“At the center of the two seas that bathe the Puglia, a majestic ancient and hospitable city where art, legends and traditions are woven into a history spanning three thousand years”

Early in May we set out for a day trip with friends Paola and Jim. Our intentions are to take a day trip every two weeks and discover parts of Puglia that we have not explored before. So, on the appointed day we set out for Oria, a town and comune in the province of Brindisi. We parked on the street close to the Centro Storico. Our first stop, of course, was for that all important morning coffee at the Caffe Deco – americano for me and cappucini for the others.
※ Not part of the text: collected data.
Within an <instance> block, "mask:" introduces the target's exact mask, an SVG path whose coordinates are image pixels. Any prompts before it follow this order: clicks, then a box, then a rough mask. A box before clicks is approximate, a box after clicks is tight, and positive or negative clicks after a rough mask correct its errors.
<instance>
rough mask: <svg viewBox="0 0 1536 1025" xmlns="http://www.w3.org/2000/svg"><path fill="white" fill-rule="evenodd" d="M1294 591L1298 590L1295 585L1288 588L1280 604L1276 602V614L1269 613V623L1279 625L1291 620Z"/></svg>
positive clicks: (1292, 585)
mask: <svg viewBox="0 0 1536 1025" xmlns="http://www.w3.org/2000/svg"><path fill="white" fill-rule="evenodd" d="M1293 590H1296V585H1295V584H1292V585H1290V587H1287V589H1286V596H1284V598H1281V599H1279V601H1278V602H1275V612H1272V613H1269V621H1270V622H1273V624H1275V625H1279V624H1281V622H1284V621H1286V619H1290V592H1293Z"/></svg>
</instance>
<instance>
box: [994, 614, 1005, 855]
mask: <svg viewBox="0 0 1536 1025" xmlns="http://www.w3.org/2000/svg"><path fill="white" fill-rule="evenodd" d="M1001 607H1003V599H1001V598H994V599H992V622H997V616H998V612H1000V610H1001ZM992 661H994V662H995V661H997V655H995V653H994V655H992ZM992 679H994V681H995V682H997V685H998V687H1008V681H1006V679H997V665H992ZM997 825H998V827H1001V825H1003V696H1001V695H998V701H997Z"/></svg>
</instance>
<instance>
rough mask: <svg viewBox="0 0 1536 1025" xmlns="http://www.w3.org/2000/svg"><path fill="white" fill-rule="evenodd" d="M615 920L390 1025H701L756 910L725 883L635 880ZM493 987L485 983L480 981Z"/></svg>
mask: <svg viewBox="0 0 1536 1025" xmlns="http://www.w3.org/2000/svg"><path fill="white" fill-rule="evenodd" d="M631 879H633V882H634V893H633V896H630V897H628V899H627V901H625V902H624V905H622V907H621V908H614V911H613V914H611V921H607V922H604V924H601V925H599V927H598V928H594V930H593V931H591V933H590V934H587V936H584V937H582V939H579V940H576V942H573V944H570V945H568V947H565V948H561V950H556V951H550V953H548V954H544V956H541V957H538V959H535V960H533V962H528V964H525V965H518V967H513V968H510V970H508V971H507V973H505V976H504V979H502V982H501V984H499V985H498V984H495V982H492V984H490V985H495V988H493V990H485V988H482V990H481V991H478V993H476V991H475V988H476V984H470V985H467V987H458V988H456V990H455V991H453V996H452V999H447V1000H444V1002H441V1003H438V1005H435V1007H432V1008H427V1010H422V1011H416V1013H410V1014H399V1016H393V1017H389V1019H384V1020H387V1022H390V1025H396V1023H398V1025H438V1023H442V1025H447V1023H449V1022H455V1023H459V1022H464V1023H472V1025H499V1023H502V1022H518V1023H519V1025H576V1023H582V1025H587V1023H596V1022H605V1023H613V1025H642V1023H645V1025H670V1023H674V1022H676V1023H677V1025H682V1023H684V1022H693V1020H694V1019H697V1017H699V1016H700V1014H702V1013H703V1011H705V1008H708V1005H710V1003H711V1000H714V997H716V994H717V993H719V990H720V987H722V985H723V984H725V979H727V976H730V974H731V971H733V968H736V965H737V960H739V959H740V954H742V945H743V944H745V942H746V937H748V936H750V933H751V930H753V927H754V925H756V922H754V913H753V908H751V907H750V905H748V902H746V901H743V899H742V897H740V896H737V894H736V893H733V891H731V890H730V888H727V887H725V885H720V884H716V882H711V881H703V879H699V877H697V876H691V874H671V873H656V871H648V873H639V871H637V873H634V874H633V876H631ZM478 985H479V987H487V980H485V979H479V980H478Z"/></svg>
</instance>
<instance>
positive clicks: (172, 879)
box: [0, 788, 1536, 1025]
Suitably refreshed we stepped out, strolled up the street and entered the Centro Storico of Oria. It never ceases to amaze me that you can one minute be walking through an unremarkable town and then suddenly you find the magic of tiny cobbled streets, whitewashed walls, glorious flowers, fabulous architecture. And I also can’t believe that we are now in our fifth year in Puglia and we have never visited this charming little town.

We strolled up the tiny streets heading towards the castle and the cathedral. Our first stop was the early 13th century castle, Castello Svevo, still owned privately by the Martini family, currently being lovingly restored and, unfortunately for us, not open to the public at the time of our visit. Following the signs for the cathedral we reached the piazza in front of the cathedral from where, on a clear day you can see both the Adriatic and the Ionian sea.

The Cathedral Basilica was built in the mid 18th century over the ruins of pre-existing building that had been damaged by earthquake. The outside of the cathedral boasts a large polychrome dome. The interior is lavishly decorated and houses numerous paintings from the 17th to 20th century. By prior appointment with the bishop it is also possible to view the mummies housed in the cathedral.

Other sites to be seen in Oria include Gate of the Jews, the Bishops Palace, and at least four other churches. We were happy just to stroll through the sunny, pretty streets, admiring the architecture and soaking up the atmosphere. Our next stop was the Castello on Piazza D.Albanese for pre-lunch aperitivo,  a tiny “pub, birreria, stuzzicheria” (stuzzicheria = appetizer). During our strolls we had spotted, or more accurately, our nostrils had twitched at the wonderful aromas as we passed by the Fuori Porta.

Retracing our steps we soon found our way back to the ristorante responsible for the tantalising aromas. The Alla Corte di Hyria  is described in their publicity as being located on the most important route to Castello Svevo and providing an elegant dining room in which to enjoy fine Puglia cuisine. We lunched on antipasti followed by a primi piatti pasta course, skipping the secondi and moving on to dolce, accompanied by fine wine and better conversation!

After a lunch like that it is always necessary to stroll some more to try and walk off the damage – and of course wrap everything up with caffè.

From the official website of Oria we learn that Oria has a long history of Art, Culture and Traditions. It is believed that Oria was founded in 1200BC by a group of Cretan Minos who were shipwrecked on the Ionian coast and who created the original community then known as Hyria. Through the ages the town was subject to invasions, seiges and plunder.

Today the city is a plum tourist destination, not be be missed when you visit Puglia. Situated half way between Brindisi and Taranto, high on the hills with beautiful views of both coasts, monuments, artefacts and of course the restaurants and bars, we highly recommend a visit to this charming Puglia town during your Puglia holiday.

Oria is about 45 minutes from our Puglia holiday villas, take the Brindisi to Taranto superstrada (SS7) and before you reach Francavilla Fontana you will see the exit for Oria. Once you reach Oria follow the signs for the Centro Storico, you should be able to park on the streets just outside the Centro Storica.